If we are true to the mission of God, which is our mission, then God will be known, loved and felt, in our midst, not as some distant, uninterested and unknowable, divine being, far removed from human life, but rather as one eternally creating, redeeming and sanctifying God, who is knowable, loving and sustaining and whom we know as Father, Son, and Holy Spirit.
Today as we rejoice in God as Trinity, we do so not to confound people with mumbo jumbo, but to proclaim to a world hungry for the good news of the eternal reality that God can indeed be known, that God is indeed loving, and that God is indeed forever present. This is our mission. This is our purpose. This is our call.
[1]SSJE, Rule of Life, Our Founders and the Grace of Tradition, chapter 3, page 6
[2]BCP, Canada, 1962, page 562
[3]Ibid., page 695
[4]BCP, Episcopal Church, 1979, page 864
[5]Ibid, page 864 ff
[6]Benson, Richard Meux, Letters of Richard Meux Benson, page 187
[7]Ibid., page 187
[8]SSJE, Rule,The Witness of Life in Community, chapter 4, page 9
Powerful in word
Beautifully written
I always feel closest to God when playing my viola with the Orchestra. A community of both sound and love.
I believe the monastic orders are a critical part of the Christian church, particularly today when the church appears to be in decline in so many ways. In my experience many of the churches that I have belonged to or visited, of various denominations, seem to have become satisfied with a blend of community, outreach, weekly worship. The challenge that we hear in Jesus’ words, the challenge that calls us to a radically new way of living, too often seems to have become softened.

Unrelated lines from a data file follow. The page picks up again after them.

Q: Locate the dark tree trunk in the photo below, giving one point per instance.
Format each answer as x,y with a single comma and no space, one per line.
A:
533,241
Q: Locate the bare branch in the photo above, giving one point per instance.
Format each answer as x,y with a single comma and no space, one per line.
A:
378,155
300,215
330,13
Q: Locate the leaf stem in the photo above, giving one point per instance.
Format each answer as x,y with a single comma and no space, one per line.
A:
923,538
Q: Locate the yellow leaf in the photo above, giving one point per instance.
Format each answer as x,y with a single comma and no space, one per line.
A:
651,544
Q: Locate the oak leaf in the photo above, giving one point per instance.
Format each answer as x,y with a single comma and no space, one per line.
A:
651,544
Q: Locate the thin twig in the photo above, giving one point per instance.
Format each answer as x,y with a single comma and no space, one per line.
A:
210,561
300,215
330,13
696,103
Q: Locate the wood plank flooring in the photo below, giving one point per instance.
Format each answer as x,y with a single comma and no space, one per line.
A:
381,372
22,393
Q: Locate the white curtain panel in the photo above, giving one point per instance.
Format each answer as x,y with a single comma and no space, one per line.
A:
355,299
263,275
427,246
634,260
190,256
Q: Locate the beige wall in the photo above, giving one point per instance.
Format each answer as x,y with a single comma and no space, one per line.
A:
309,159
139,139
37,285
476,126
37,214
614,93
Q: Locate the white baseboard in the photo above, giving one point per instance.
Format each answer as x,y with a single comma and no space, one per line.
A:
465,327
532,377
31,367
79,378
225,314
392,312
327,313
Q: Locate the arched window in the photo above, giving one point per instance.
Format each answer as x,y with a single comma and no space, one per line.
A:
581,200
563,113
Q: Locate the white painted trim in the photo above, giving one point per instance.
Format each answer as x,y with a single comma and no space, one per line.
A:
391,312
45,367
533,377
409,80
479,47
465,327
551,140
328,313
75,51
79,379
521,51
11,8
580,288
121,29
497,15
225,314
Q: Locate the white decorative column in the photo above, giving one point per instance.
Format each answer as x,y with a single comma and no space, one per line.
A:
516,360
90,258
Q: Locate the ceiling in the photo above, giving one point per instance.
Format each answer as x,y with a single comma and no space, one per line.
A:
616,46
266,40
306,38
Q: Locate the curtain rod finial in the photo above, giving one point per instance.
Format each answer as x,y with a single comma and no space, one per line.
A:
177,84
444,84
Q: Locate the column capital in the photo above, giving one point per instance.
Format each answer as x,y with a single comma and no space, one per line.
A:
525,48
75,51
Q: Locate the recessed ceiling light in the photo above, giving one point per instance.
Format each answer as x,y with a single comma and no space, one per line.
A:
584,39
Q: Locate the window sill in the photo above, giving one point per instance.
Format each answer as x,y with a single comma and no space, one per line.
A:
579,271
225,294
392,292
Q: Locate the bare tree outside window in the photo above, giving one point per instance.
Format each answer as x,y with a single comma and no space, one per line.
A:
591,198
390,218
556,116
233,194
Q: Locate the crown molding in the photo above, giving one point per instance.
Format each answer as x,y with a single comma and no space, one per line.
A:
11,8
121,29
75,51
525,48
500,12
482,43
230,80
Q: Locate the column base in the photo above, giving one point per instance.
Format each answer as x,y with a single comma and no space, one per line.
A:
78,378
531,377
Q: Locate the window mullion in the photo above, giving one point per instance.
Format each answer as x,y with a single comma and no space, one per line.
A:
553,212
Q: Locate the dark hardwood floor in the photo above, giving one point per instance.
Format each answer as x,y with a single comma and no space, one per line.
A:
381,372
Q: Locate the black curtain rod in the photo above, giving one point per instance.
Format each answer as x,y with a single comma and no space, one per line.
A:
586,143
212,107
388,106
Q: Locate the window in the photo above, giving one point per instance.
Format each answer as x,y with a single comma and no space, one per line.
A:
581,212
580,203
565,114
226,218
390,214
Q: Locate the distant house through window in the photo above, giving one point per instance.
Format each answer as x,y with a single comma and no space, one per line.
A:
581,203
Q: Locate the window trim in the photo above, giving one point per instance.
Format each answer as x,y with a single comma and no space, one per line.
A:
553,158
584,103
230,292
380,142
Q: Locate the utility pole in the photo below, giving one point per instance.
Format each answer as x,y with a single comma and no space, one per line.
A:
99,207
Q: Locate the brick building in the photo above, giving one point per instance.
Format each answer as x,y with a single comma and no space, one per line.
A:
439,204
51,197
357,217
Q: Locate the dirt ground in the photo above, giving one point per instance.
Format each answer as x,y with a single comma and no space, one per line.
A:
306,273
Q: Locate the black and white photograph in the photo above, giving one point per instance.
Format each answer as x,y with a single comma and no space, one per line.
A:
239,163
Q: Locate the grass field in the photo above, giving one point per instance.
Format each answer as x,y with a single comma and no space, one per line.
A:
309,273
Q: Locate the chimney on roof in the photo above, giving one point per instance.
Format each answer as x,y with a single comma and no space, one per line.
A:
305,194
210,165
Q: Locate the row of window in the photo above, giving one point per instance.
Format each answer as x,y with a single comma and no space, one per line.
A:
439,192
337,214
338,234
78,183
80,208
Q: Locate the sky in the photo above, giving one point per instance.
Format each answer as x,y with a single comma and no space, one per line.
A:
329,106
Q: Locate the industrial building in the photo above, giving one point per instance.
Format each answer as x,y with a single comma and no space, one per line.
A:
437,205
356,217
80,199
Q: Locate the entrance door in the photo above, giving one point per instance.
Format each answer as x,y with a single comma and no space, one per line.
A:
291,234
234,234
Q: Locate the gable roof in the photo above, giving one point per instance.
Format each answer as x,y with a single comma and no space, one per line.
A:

What the monastic orders demonstrate and teach us is that the Christian life “begins” again and again with each new breath we take. That sort of faith is challenging even for the best of us.
I am thankful for The Society of Saint John the Evangelist in particular. The world, and certainly the church at large is in desperate need of this sort of faith. I certainly am.
So thank you!
Just when I think I understand, I realize that I don’t. I read Richard Rohr’s “Divine Dance” and thought, okay, this I can understand, but now it has all faded away like mist. I read recently an article talking about how Saint Athanasius understood the Trinity better than anyone, and I appreciate the reminder that I can find his creed in the back of my Book of Common Prayer. Perhaps some meditation on this will help. For now, it is another mystery that I will have to accept unconditionally.
Sharing this excerpt today:
It is this knowable, loving and sustaining God whom we describe as Trinity of Being, and Unity of Substance. But it is so easy to become lost in the math, and ignore the reality of our experience.
The dance of God, the ‘perchoresis’. Our Greek sisters and brothers great contribution to the conversation. Mumbo jumbo only in the rythm! Thank you Br. James.